One of the simplest DIY overflows you can ever build. 
This guys really knows his stuff and I have used this design (bigger pipes) on my 75g tank for some time now, it was also on my 180g tank when I had it.


----------



## Joe1985

Tazman said:


> One of the simplest DIY overflows you can ever build.
> This guys really knows his stuff and I have used this design (bigger pipes) on my 75g tank for some time now, it was also on my 180g tank when I had it.
> HOW TO: DIY Overflow - YouTube



without clicking the play button i know thats the one if watched countless times before, names uarujoe if im not mistaken, looks like an awesome idea and yeah i dont want to drill my tank so this is the better alternative in my opinion, but i hear the noise can be a lil loud? whats the pump like for power consumption??? im keen to give this a try for my 55G


----------



## Tazman

Correct on the name uarujoey 

The pump you would get yourself rated for the head height you have from the sump to the return pipe outlet in the tank. say for example your overflow does 400gph at 4ft head height. Something like a MagDrive 7 is capable of doing 475gph @ 4' head height.
You control the flow with a ball valve.

As you probably already know but will mention it anyway in case other members decide they want to do something like this. 
DO NOT have the return pump run slower than your overflow, you will flood the sump and your floor! Common sense but people still do it!
The noise issue can be solved by experimenting with the air hole diameter, start small and then increase the size. You can as well build a durso pipe (see here dursostandpipes.com onto the overflow to help reduce the noise issue.


----------



## scottydoesntknow00

*Uarajoey Overflow*

The only problem that I've found after testing those overflows is that there is not enough skimming of the water to pull all the film off the water into the sump for filtration. Play around with it, that's how I figured out the problem and that problem may not bother you. Joey definitely has some awesome material out there, especially on his custom acrylic tank design and fabrication.


----------



## Joe1985

Tazman said:


> Correct on the name uarujoey
> 
> The pump you would get yourself rated for the head height you have from the sump to the return pipe outlet in the tank. say for example your overflow does 400gph at 4ft head height. Something like a MagDrive 7 is capable of doing 475gph @ 4' head height.
> You control the flow with a ball valve.
> 
> As you probably already know but will mention it anyway in case other members decide they want to do something like this.
> DO NOT have the return pump run slower than your overflow, you will flood the sump and your floor! Common sense but people still do it!
> The noise issue can be solved by experimenting with the air hole diameter, start small and then increase the size. You can as well build a durso pipe (see here Durso Standpipes onto the overflow to help reduce the noise issue.
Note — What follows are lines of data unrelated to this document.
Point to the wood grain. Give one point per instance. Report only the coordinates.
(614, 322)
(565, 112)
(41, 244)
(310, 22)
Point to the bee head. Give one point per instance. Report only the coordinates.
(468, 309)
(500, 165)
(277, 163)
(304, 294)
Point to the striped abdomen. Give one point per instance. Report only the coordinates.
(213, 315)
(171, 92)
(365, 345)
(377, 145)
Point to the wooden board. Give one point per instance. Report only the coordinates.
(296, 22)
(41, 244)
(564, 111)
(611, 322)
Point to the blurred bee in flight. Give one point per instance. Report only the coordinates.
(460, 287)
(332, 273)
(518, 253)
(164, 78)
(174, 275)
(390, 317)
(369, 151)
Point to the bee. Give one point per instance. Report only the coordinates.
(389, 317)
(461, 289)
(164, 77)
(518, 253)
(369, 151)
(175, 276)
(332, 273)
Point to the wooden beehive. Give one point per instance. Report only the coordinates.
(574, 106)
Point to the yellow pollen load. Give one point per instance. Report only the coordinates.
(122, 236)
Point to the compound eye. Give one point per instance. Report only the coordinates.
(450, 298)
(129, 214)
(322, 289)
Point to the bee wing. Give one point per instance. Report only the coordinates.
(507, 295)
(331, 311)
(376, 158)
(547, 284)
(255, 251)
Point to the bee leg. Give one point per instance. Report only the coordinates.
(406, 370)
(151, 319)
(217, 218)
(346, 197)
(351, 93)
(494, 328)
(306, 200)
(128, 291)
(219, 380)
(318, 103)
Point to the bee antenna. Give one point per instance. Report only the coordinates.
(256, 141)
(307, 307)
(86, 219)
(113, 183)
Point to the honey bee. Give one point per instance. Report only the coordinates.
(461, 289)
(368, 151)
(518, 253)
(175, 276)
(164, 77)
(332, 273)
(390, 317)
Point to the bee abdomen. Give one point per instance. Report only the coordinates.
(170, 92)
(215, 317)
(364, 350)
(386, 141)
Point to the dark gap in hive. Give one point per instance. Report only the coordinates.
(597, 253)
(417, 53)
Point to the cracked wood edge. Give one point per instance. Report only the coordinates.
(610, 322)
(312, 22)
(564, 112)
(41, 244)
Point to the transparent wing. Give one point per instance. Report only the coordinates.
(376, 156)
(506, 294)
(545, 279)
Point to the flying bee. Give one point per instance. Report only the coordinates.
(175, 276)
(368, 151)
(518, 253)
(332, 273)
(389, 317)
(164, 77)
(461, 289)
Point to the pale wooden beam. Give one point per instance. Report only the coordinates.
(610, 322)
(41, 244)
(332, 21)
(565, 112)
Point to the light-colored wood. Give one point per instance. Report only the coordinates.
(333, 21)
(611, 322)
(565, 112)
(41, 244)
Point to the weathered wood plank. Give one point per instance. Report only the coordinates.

not sure if im 100% understanding you mate as im australian n yeah bits n pieces r registering but others arent, the durso pipe looks like its submerged n no splash factor? im keen to try this as i simply cant afford a canister filter but if one came along cheap enough id get one but id like to give this a try, does anyone have any pictures of there pvc overflows??


----------



## scottydoesntknow00

joe,

I will post those pics tonight of my overflow as promised. I took the pics last night but didn't get a chance to upload them. As far as considering the canister filter, try out the overflow/sump ideas first and then if you don't like the effort, then shift to the canisters.


----------



## scottydoesntknow00

*Pics of my overflow design*

Here are the pics of my overflow. I made two and they are both setup on the tank for redundancy. Let me know if anyone has any questions or needs more amplifying information. Once again, use your own overflow at your own risk. I hope this gives you a place to start, I have had these operational with no unwanted water in an unwanted location for about 6 months even with loss of power situations. The PVC is 1" diameter and the container is a cereal container from Walmart. The 0.25" acrylic is from Lowes. I used Marineland aquarium safe silicone for the threaded joint through the container. I'm working on the calculations for the volumetric flowrates and I will post those later. Good luck.;-)


----------



## Joe1985

scottydoesntknow00 said:


> Here are the pics of my overflow. I made two and they are both setup on the tank for redundancy. Let me know if anyone has any questions or needs more amplifying information. Once again, use your own overflow at your own risk. I hope this gives you a place to start, I have had these operational with no unwanted water in an unwanted location for about 6 months even with loss of power situations. The PVC is 1" diameter and the container is a cereal container from Walmart. The 0.25" acrylic is from Lowes. I used Marineland aquarium safe silicone for the threaded joint through the container. I'm working on the calculations for the volumetric flowrates and I will post those later. Good luck.;-)


impressive scotty,very, have a question, so instead of having the tank/tupperware underneath the main tank and pump pumping the water up into the tank you have a box hanging over the back in the true overflow box sense, so the water is going from there to the tank and back? sorry if im confusing you haha just trying to compare it to the uarujoey clip


----------



## Joe1985

Tazman do you have any pictures ?


----------



## scottydoesntknow00

Joe,

Are you asking about my setup or are you asking about the possibility of water going from the overflow back into the tank? My setup has a sump in the bottom of the stand. I can send pictures of that if you want. If you asking about the water going into the overflow and then back into tank after some sort of filter, then that changes the overflow into a typical hang on back (HOB) filter. I made the overflow to get the water to the sump for purification and then back into the tank. Let me know if this helps. Cheers.


----------



## Joe1985

scottydoesntknow00 said:


> Joe,
> 
> Are you asking about my setup or are you asking about the possibility of water going from the overflow back into the tank? My setup has a sump in the bottom of the stand. I can send pictures of that if you want. If you asking about the water going into the overflow and then back into tank after some sort of filter, then that changes the overflow into a typical hang on back (HOB) filter. I made the overflow to get the water to the sump for purification and then back into the tank. Let me know if this helps. Cheers.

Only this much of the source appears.